まだ港が工事中だったせいで、大量に積み上げられた材木。
それをとめてあったロープが切れたのだ。
大量の材木が、雪崩のように崩れ落ちてくる。
それはまっすぐに倒れてきて、真っ先にアイザックを押しつぶそうとしていた。
自分でも知らない間に、ジュリアは飛び出していた。
夢中で、アイザックに覆い被さるようにして、彼をかばっていた。
ジュリアのすぐ後ろから、材木が次から次へと転がってきた。
材木はジュリアの足に、背中にと落ちてきた。
「大丈夫か?」
材木の山に囲まれたジュリアとアイザック。
ひとつずつ材木がはがされ、ジュリアたちはすぐに救出された。
「大丈夫か?ケガはないか?」
ジュリアに聞くアイザック。
「ええ、大丈夫・・・これぐらい、平気ですから」
そう言って、立ち上がった瞬間、ジュリアは顔をしかめた。
足に激痛が走ったのだ。
ジュリアは立ち上がれなかった。
そんなジュリアをアイザックは抱え上げて、運んでくれた。
そのままアイザックはジュリアを自分の家へと運び、ケガの手当をしてくれたのだった。
ジュリアは、そのままアイザックの家に居座るようになった。
家にいたのはアイザックとラーサ。
それに食事などを作る家政婦さんがひとり。
もちろんラーサはいい顔はしなかったが、露骨にジュリアをいじめるようなことはなかった。
一方、アイザックとはいろいろな話をするようになった。
アイザックのする話は、この町のことが圧倒的に多かった。
それでも、未来のこの町のことを明るく、力強く語れるアイザックが、ジュリアは好きだった。

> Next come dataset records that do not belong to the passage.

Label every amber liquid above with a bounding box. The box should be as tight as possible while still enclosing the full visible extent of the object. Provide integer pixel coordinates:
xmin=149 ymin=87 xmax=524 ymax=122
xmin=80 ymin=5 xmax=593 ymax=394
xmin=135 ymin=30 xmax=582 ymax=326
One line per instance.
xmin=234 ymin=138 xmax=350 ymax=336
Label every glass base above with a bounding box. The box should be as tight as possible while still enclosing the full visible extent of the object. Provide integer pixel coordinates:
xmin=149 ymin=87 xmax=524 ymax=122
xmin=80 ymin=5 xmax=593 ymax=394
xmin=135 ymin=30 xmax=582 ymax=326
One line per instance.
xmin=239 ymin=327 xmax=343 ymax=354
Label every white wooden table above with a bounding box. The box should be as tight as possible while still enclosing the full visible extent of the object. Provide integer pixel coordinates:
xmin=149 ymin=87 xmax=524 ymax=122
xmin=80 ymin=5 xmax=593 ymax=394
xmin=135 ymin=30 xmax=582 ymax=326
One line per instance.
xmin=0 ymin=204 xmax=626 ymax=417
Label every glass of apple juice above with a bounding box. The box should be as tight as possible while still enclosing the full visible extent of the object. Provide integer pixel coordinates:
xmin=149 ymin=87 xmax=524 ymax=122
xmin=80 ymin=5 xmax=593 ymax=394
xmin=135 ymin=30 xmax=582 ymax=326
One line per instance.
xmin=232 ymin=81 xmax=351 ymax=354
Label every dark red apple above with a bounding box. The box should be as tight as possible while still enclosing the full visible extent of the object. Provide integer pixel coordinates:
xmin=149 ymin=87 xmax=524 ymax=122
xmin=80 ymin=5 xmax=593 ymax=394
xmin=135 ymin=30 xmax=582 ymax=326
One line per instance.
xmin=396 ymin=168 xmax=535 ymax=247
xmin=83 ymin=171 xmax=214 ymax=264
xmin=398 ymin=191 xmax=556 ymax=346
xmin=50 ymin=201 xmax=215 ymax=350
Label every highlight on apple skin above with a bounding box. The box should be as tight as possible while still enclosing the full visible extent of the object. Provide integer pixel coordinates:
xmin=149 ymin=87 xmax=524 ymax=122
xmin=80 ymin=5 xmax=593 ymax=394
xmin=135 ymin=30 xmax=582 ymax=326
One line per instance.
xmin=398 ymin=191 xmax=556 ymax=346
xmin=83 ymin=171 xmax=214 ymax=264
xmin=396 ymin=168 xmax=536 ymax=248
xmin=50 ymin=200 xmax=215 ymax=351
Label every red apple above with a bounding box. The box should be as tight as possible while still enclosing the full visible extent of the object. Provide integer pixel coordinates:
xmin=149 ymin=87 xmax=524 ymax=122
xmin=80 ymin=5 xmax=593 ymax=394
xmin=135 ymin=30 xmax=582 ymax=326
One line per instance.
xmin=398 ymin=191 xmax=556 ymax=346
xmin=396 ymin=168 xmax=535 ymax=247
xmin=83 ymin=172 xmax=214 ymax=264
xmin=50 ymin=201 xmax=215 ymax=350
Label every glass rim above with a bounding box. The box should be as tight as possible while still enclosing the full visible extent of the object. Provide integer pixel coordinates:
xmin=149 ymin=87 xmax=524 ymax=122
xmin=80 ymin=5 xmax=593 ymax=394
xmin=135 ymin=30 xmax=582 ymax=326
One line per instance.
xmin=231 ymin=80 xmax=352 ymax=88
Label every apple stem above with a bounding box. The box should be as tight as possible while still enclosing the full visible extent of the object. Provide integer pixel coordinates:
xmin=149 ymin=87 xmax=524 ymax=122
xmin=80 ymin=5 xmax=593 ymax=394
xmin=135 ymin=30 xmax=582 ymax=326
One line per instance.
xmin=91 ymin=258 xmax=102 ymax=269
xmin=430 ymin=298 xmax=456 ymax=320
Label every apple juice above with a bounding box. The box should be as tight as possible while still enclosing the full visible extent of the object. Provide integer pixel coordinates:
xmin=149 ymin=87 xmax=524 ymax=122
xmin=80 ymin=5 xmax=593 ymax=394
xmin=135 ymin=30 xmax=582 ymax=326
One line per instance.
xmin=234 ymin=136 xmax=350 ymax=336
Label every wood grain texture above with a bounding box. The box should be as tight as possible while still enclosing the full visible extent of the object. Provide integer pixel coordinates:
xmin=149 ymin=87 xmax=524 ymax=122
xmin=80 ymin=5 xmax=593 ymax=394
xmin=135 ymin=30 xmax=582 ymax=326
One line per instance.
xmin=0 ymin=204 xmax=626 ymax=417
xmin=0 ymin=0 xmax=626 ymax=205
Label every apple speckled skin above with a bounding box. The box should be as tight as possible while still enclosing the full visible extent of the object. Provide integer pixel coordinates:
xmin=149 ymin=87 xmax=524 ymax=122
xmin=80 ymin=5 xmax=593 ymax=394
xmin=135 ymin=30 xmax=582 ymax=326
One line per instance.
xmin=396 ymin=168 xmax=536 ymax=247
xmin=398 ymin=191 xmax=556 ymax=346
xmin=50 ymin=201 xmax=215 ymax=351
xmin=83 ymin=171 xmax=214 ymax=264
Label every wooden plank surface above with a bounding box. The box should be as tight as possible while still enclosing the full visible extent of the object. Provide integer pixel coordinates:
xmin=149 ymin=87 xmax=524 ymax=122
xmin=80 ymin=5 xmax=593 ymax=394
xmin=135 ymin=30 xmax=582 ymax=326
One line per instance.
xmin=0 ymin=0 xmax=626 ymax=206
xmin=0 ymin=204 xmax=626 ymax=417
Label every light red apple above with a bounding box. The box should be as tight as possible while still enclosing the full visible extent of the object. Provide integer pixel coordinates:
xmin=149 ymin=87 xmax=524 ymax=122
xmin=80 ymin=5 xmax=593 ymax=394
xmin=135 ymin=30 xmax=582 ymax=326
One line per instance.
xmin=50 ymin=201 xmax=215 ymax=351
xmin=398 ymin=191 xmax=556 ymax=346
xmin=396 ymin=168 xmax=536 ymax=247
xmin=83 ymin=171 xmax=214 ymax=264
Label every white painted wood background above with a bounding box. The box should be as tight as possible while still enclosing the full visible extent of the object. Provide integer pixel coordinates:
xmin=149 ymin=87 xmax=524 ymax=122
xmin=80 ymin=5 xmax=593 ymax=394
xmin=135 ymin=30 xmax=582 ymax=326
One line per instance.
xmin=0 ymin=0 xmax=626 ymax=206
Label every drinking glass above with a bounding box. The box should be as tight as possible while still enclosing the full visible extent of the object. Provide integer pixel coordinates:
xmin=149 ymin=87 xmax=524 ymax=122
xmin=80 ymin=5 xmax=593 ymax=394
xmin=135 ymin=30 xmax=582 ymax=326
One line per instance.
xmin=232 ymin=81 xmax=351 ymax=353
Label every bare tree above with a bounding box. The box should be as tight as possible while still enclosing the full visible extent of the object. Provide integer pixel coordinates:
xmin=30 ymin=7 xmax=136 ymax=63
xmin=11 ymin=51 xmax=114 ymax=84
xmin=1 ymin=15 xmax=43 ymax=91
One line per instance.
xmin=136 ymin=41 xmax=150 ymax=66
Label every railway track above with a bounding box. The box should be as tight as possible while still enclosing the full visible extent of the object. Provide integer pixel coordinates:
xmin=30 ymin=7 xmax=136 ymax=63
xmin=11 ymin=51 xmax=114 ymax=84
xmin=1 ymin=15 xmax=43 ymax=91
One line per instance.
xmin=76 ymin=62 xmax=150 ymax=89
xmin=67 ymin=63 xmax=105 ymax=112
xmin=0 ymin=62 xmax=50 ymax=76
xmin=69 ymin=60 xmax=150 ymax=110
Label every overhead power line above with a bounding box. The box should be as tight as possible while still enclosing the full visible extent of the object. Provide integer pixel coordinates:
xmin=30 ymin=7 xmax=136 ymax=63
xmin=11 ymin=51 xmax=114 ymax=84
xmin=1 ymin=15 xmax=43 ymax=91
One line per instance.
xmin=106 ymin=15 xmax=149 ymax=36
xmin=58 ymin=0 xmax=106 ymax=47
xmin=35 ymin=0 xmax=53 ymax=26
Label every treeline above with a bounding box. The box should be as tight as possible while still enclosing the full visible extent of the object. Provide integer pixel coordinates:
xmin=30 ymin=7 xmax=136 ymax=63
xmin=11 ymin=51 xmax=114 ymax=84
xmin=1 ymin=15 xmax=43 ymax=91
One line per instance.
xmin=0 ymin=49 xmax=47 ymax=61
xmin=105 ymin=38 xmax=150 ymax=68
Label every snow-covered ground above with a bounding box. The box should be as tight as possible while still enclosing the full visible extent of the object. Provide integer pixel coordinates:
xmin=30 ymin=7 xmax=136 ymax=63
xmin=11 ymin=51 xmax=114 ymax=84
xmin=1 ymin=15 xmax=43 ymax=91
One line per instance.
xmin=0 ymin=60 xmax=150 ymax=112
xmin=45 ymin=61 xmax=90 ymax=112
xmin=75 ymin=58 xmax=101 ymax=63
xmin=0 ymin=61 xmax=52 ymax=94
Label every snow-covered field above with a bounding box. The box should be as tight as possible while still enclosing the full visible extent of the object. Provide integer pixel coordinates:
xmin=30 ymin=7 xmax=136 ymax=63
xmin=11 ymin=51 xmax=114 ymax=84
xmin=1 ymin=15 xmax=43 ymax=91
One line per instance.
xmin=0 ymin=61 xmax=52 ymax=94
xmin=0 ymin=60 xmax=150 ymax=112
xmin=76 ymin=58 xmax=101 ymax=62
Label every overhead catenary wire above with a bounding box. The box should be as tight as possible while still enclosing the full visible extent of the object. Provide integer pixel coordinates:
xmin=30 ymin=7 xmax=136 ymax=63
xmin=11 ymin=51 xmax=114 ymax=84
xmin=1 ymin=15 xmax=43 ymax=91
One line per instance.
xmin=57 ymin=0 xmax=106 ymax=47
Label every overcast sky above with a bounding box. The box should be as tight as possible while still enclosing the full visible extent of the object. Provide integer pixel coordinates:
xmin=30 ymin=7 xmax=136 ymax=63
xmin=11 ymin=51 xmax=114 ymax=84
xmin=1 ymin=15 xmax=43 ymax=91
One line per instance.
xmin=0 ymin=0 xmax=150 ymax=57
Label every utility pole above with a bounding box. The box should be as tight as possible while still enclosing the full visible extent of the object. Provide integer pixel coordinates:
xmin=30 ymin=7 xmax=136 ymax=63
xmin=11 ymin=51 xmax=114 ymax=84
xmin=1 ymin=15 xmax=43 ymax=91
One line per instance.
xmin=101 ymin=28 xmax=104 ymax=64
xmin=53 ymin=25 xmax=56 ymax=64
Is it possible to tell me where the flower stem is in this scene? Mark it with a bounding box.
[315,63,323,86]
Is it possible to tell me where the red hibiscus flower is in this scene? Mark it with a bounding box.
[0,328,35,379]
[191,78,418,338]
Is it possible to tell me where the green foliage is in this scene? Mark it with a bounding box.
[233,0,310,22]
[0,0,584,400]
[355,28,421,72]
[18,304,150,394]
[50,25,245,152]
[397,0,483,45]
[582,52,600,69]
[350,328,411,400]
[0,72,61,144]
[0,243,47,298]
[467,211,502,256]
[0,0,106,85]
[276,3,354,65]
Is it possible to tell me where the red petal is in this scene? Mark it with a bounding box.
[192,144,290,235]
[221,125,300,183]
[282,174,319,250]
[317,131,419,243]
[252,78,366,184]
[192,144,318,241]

「この町はもっともっと大きくなる。近いうちに、このレオネシア大陸のすべての貿易が、この町の港を通過するようになるんだ」
「すごーい。それもこれも、アイザックさんの力のおかげですね」
「そんなことないよ。これは町のみんなの力だ」
「それでも、町をまとめているのは、アイザックさんなんですから。みんな、アイザックさんを信じていますよ」
実際、アイザックの信頼は厚かった。
「私は・・・自分の町すら守れなかった。自分の町から逃げ出した。私には何もない・・・」
ふと、過去を思い出して、ポツリとつぶやいてしまったジュリア。
「それはジュリアのせいじゃない。町を守るのは、大人の役割なんだから。だから、ジュリアがそんなことを気に病む必要はない。なによりもジュリアには、どこまでも続く将来が、未来がある。過去に縛られるのはやめて、未来を生きるべきだ」
それは自分の「未来」を、初めてジュリアが意識した日だった。
アイザックは初めて、自分に将来への希望を与えてくれた人だった。
アイザックのおかげで、自分はこれからも生きていていいんだと初めて思えた。
町が襲われ、そこから逃げ出して、シーラについていったあの日。
あの瞬間で、ジュリアの時間は止まっていた。
ずっとそこにとらわれて、卑屈になっていた。
アイザックはそんなジュリアにも、「未来」なんてものがあると、初めて認めて、意識させてくれた人だった。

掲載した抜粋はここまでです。